— О, мой сын! Пусть лучше похоронят твою мать! — горестно запричитала Саломэ.
Зарыдал и Хвичо. Стекавшие по его щекам слезы падали на хлеб.
— Хотелось мне сказать тебе что-нибудь в утешение, Саломэ, да не получилось! — смущенно сказал Резо. — Тяжка наша участь. Как ни крепись, горя и слез не избыть!
— Клянусь богом, Резо, — с гневом и слезами в голосе сетовала Саломэ, — если бы меня похитили турки, я бы не так сокрушалась. Меня убивает мысль о том, что так поступили со мной мои же соотечественники. Пресвятая богородица, лиши своего покровительства князя Александра Цверадзе и его потомков!.. О-ох, пусть отравой для него обернется хлеб-соль…
— Раз ты попала в княжеский дом, ничего нет удивительного, что князь не пощадил тебя, — ответил Резо. — А меня они захватили сонного в горах, а то наплакались бы их матери… Но теперь уже поздно сокрушаться! Благодарю тебя, господи; видно, такова моя судьба!.. Скажи, Саломэ, что ты знаешь о Хвичо?

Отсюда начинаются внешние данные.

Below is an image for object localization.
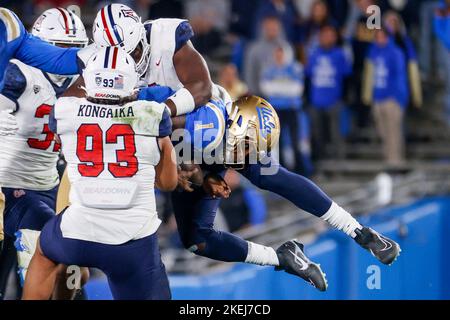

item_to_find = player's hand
[178,164,202,192]
[117,100,167,137]
[0,110,19,136]
[203,173,231,199]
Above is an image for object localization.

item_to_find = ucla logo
[256,107,275,139]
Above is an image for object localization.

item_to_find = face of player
[319,28,337,48]
[375,30,389,47]
[130,43,143,67]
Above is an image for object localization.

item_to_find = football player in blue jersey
[139,87,400,291]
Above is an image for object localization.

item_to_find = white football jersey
[145,18,186,91]
[78,18,232,111]
[0,60,73,191]
[144,18,232,111]
[50,97,164,244]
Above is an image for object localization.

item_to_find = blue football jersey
[0,8,79,90]
[138,86,228,153]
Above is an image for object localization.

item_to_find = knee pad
[183,228,216,255]
[14,229,41,286]
[0,191,5,241]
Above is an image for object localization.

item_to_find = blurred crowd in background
[0,0,450,245]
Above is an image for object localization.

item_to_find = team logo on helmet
[114,74,123,90]
[121,9,139,22]
[256,106,276,139]
[95,76,102,87]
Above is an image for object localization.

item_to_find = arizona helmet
[31,8,89,47]
[92,4,150,75]
[225,96,280,169]
[83,47,138,100]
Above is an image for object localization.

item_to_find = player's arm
[0,8,78,75]
[15,33,79,75]
[166,21,212,116]
[0,63,27,136]
[155,136,178,191]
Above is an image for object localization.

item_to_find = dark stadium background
[0,0,450,299]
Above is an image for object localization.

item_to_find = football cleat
[275,240,328,291]
[355,227,402,265]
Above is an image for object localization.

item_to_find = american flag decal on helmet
[122,9,139,22]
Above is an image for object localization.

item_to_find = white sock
[245,241,280,267]
[321,201,362,238]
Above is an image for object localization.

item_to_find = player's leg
[22,243,58,300]
[52,264,89,300]
[56,170,70,214]
[0,235,20,300]
[25,214,91,300]
[240,164,400,264]
[0,190,5,252]
[172,189,248,262]
[0,188,57,283]
[172,185,327,291]
[102,233,171,300]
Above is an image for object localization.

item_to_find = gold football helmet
[225,96,280,169]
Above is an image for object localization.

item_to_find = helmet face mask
[31,8,89,48]
[224,96,280,169]
[92,4,150,76]
[83,47,138,102]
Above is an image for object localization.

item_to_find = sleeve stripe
[204,102,225,154]
[0,8,20,42]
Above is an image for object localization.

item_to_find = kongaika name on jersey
[77,104,134,119]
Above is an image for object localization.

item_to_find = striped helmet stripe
[108,5,122,44]
[112,47,119,69]
[67,10,77,34]
[103,47,111,69]
[0,8,20,42]
[57,8,69,34]
[101,8,116,46]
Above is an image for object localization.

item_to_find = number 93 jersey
[0,60,72,191]
[50,97,171,244]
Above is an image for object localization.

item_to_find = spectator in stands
[255,0,300,43]
[219,63,248,101]
[383,11,422,108]
[189,12,224,55]
[433,0,450,118]
[229,0,261,40]
[184,0,231,32]
[362,29,408,166]
[302,0,333,61]
[345,0,375,128]
[244,16,293,95]
[305,25,352,159]
[260,46,304,173]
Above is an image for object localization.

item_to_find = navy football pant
[40,213,171,300]
[2,187,58,237]
[172,164,332,262]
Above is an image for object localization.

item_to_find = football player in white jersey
[74,4,231,116]
[23,47,177,299]
[0,8,88,298]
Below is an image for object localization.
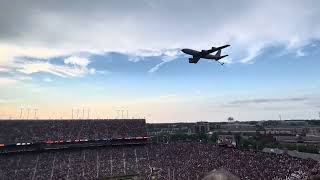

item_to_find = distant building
[217,135,236,147]
[195,121,210,134]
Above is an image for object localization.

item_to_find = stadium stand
[0,120,320,180]
[0,119,146,144]
[0,143,320,180]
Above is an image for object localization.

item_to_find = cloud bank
[0,0,320,75]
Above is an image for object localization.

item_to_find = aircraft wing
[204,54,216,59]
[208,44,230,53]
[181,49,200,56]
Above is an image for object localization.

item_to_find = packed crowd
[0,119,146,144]
[0,143,320,180]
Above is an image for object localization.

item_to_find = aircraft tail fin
[219,55,228,59]
[215,49,221,57]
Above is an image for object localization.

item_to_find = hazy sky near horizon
[0,0,320,122]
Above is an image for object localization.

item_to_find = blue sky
[0,0,320,122]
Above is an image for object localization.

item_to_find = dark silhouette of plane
[181,45,230,65]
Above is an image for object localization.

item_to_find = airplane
[181,45,230,65]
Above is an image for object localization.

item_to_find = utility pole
[27,108,30,120]
[34,108,38,119]
[127,110,129,119]
[20,107,23,119]
[121,109,123,119]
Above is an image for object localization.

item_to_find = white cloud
[148,61,167,73]
[15,62,94,77]
[64,56,90,67]
[43,77,53,82]
[296,49,306,57]
[0,0,320,66]
[0,77,17,86]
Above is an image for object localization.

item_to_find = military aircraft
[181,45,230,65]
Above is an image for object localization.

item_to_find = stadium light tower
[20,107,23,119]
[27,107,30,120]
[33,108,38,119]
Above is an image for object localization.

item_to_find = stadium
[0,119,320,180]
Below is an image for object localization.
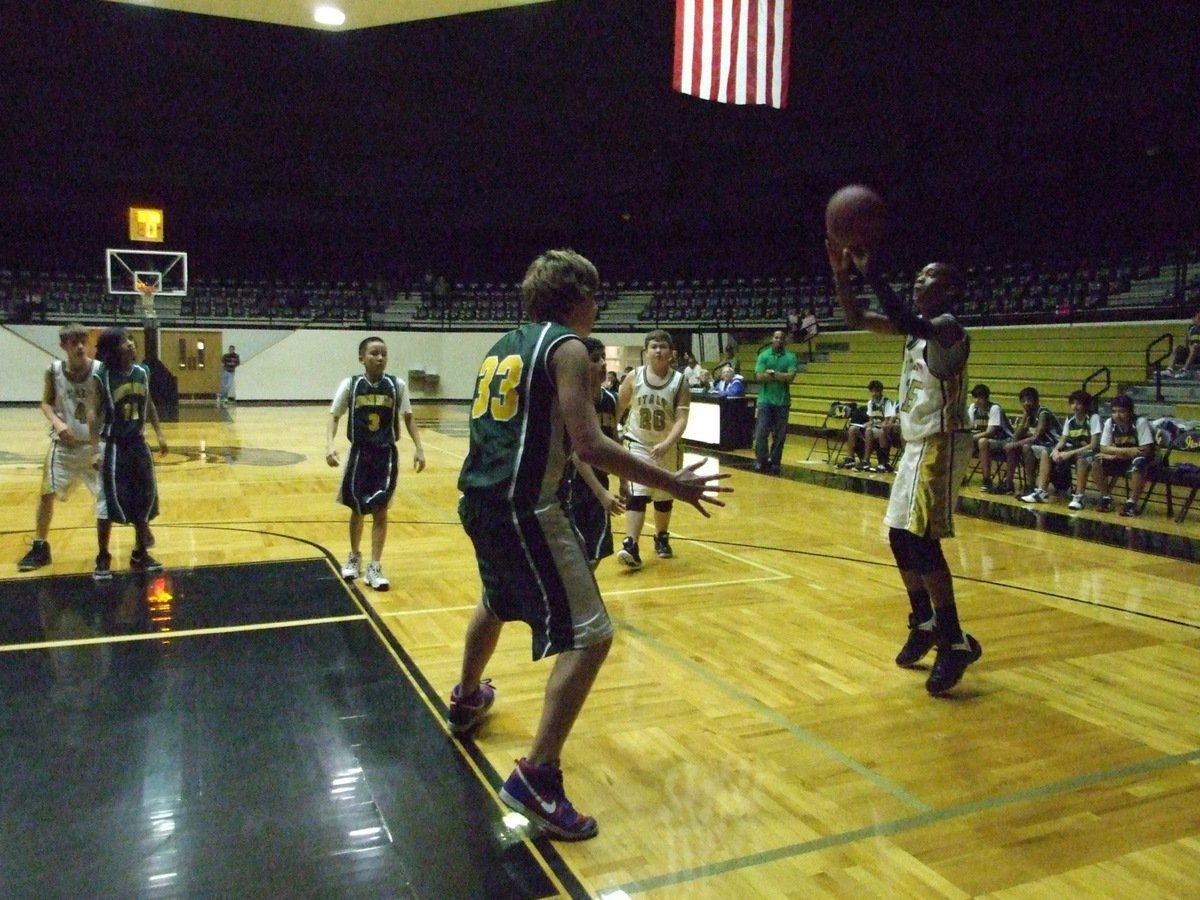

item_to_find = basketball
[826,185,887,251]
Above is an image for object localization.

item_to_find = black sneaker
[17,540,50,572]
[130,550,163,572]
[896,613,936,668]
[449,678,496,734]
[617,538,642,569]
[654,532,674,559]
[91,553,113,581]
[925,631,983,695]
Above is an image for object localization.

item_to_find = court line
[614,617,932,812]
[340,564,587,898]
[0,613,367,653]
[616,750,1200,894]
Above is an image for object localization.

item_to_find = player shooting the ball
[826,200,983,695]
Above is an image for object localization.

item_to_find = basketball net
[137,281,158,319]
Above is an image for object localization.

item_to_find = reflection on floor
[0,559,580,898]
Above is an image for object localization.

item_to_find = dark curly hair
[96,328,130,371]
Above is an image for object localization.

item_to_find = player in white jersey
[827,242,983,695]
[17,323,100,572]
[617,329,691,569]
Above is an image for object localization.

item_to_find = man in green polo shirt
[754,329,799,475]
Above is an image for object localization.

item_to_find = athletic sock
[908,588,934,624]
[934,602,962,647]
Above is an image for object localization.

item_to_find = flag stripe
[672,0,792,109]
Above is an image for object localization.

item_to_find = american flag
[674,0,792,109]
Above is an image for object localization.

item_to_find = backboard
[104,248,187,298]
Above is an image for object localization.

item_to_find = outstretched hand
[672,460,733,518]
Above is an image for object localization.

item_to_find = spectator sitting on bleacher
[1004,388,1062,493]
[710,365,746,397]
[971,384,1013,493]
[1165,311,1200,378]
[1021,390,1102,509]
[683,353,713,391]
[846,378,900,472]
[718,343,742,373]
[1092,394,1156,516]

— Этот бедный ребенок, оказывается, был дважды похищен, — начала рассказывать Саломэ. — В первый раз из родительского дома… Но прежде чем он успел попасть к туркам, какой-то благочестивый священник выкупил его и приютил у себя. Он обращался с мальчиком хорошо, растил и воспитывал его, как родного сыне, ни на минуту не спускал с него глаз. Но эти безбожники напали ночью на священника, когда тот возвращался домой, и вновь похитили ребенка.
— Турки?
— Какие там турки? Свои же! Возможно даже, что соседи священника.
— Ах, проклятые! — покачал головой Резо.
— Туркам теперь у нас не разгуляться. А свои опустошают страну. Как лисы и шакалы, рыщут эти мерзавцы повсюду, и если им удается заманить кого-либо в подходящее место, связывают, затыкают рот и везут к османам. Но открыто разбойничать сейчас не решаются и паши, потому что, по царскому приказу, уличенного преступника немедленно ослепляют.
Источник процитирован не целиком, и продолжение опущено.